Sami shakes his head. ‘Nah, nothing,’ he says. Eve begins to protest, but as she does she notices Lukas and Marina are awake. She turns back to Sami, but he is already on his feet.
‘Sami,’ she says. ‘Wait.’ But he just pushes past her and out the door, into the chill of the morning.
‘What was that about?’ Marina asks but Lukas ignores her.
‘Are you okay?’ he asks Eve, but she waves him away, and grabbing her coat races out the door after Sami.
She emerges in time to see Sami disappearing down the track. She knows she should call out or go after him, but she cannot bear the thought of him rejecting her again. Her cheeks burning she stares up at the pale sky. It is cold, the air thick with the smell of damp earth and leaf. She does not understand. Why did Sami leave? Was it what she told him? Or was it simply that he could not bear to be next to her anymore? Either way it is unbearable, a reminder of her hateful clumsiness, the coarseness of her skin and hair, her ugly face with its jutting brow and splayed nose. Who wouldn’t find her monstrous?
And then something else occurs to her. What if he found her hideous all along? What if the whole evening was a kind of joke, a trick? What if they were laughing at her even now? She feels nauseous at the thought of her own body, its repulsiveness.
She walks faster, pushing forward, shoving her way through the undergrowth, heedless of the way it scratches and pulls at her. At some point she slips, unable to stop herself from sliding down the hillside, landing clumsily in a bog. But she does not stop, just pushes on until finally, unable to go any further, she drops to her knees by a creek and weeps.

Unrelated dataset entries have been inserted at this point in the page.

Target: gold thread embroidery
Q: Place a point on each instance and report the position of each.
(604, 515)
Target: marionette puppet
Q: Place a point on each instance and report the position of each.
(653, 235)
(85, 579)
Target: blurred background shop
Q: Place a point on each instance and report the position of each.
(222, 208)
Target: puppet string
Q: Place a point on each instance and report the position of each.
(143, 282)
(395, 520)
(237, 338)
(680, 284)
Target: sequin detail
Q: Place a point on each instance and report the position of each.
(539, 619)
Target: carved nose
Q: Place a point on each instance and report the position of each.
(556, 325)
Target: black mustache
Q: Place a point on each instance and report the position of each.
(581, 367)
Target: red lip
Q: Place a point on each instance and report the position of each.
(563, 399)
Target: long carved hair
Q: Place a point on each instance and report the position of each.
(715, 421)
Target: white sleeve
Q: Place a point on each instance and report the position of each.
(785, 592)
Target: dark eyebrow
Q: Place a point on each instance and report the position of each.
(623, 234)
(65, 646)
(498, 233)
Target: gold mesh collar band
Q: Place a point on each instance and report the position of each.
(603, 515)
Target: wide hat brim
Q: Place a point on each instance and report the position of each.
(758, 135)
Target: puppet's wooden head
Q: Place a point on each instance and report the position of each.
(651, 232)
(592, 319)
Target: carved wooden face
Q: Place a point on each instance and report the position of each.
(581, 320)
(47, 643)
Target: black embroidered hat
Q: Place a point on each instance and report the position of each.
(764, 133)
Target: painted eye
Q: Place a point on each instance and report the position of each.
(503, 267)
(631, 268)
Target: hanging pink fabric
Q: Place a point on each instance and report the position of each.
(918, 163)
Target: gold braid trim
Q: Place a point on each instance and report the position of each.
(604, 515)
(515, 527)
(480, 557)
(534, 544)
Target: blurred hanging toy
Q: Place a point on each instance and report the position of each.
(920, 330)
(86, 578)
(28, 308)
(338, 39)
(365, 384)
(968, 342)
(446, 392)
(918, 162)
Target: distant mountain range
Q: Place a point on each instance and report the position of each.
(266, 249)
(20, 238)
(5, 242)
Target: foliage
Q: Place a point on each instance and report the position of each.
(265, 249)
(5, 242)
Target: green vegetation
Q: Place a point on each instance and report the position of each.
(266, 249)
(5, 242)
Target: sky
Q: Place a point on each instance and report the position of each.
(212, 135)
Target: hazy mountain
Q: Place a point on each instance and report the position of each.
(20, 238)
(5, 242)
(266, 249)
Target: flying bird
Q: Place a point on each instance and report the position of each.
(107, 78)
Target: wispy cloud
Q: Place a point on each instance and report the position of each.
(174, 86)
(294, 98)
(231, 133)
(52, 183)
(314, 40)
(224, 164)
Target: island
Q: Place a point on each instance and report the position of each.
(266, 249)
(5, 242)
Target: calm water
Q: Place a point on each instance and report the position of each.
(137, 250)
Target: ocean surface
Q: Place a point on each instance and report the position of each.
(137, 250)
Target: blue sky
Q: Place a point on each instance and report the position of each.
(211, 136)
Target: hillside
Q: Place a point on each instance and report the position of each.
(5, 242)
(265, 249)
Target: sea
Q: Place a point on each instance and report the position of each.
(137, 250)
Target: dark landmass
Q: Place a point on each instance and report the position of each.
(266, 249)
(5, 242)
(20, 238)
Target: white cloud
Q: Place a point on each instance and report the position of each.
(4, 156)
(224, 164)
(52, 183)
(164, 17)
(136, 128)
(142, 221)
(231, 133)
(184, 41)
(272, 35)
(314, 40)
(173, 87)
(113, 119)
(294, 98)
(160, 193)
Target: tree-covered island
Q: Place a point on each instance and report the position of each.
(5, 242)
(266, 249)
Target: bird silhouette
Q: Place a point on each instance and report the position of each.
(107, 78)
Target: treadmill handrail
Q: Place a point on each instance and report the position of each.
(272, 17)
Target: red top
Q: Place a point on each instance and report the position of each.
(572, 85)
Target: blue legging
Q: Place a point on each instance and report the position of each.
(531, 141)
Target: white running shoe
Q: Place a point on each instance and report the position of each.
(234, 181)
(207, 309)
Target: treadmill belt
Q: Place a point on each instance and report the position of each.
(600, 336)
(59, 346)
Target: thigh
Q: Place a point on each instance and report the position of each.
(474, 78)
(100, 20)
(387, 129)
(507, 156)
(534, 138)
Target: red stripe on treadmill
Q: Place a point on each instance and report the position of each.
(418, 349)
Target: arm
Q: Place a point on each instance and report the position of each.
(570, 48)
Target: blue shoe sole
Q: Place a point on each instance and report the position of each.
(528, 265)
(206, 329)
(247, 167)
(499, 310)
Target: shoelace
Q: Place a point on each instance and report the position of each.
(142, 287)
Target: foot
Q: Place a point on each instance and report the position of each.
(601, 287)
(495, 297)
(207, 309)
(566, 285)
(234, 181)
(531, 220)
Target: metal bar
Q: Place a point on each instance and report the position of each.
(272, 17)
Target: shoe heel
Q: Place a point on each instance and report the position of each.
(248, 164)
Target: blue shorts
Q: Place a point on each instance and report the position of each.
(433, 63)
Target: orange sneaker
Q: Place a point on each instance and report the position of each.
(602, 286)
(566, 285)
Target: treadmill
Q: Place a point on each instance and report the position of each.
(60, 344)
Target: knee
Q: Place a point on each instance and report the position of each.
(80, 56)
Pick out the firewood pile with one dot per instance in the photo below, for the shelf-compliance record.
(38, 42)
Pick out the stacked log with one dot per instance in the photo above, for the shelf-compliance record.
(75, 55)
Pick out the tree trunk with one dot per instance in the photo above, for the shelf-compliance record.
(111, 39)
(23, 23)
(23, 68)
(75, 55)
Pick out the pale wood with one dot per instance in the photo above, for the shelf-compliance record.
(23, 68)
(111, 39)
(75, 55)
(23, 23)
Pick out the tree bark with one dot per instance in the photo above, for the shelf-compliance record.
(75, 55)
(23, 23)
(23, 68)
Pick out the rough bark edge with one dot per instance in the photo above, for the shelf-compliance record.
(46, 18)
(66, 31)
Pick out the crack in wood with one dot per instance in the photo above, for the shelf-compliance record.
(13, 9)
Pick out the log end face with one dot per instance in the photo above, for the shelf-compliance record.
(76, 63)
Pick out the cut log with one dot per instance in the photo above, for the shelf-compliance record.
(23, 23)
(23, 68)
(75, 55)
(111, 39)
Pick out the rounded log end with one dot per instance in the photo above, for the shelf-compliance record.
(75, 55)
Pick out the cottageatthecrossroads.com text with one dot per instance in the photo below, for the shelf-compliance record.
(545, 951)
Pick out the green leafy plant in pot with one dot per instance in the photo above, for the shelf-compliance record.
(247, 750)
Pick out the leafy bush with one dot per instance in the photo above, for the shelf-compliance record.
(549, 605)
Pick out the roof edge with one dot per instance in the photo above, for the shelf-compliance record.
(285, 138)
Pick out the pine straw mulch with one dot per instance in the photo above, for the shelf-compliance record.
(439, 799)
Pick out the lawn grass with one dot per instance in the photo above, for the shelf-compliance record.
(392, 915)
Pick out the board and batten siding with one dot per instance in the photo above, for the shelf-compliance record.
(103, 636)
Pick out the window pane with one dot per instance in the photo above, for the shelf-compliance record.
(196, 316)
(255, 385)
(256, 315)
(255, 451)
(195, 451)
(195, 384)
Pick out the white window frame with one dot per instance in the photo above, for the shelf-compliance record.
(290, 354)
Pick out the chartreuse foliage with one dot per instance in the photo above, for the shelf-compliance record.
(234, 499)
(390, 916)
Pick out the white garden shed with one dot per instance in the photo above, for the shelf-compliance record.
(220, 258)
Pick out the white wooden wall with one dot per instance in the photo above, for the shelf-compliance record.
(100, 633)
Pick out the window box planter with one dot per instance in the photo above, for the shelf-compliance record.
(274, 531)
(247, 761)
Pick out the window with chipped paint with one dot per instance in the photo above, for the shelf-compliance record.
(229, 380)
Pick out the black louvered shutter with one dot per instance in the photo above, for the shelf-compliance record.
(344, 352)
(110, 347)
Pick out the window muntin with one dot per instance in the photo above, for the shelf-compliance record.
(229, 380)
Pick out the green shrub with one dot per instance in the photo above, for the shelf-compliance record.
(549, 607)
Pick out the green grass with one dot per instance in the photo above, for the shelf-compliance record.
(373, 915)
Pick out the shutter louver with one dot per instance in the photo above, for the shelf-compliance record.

Only when she is done does she sit up, look around. Cloud moves against the sky, but down here in the forest among the ferns and the trees it is cool, the forest quiet save for the fading cries of the birds, the whisper of the trees. Standing up, she begins to walk again, trudging along the stream in search of the road or a trail or somewhere she can use to find her way back to the road.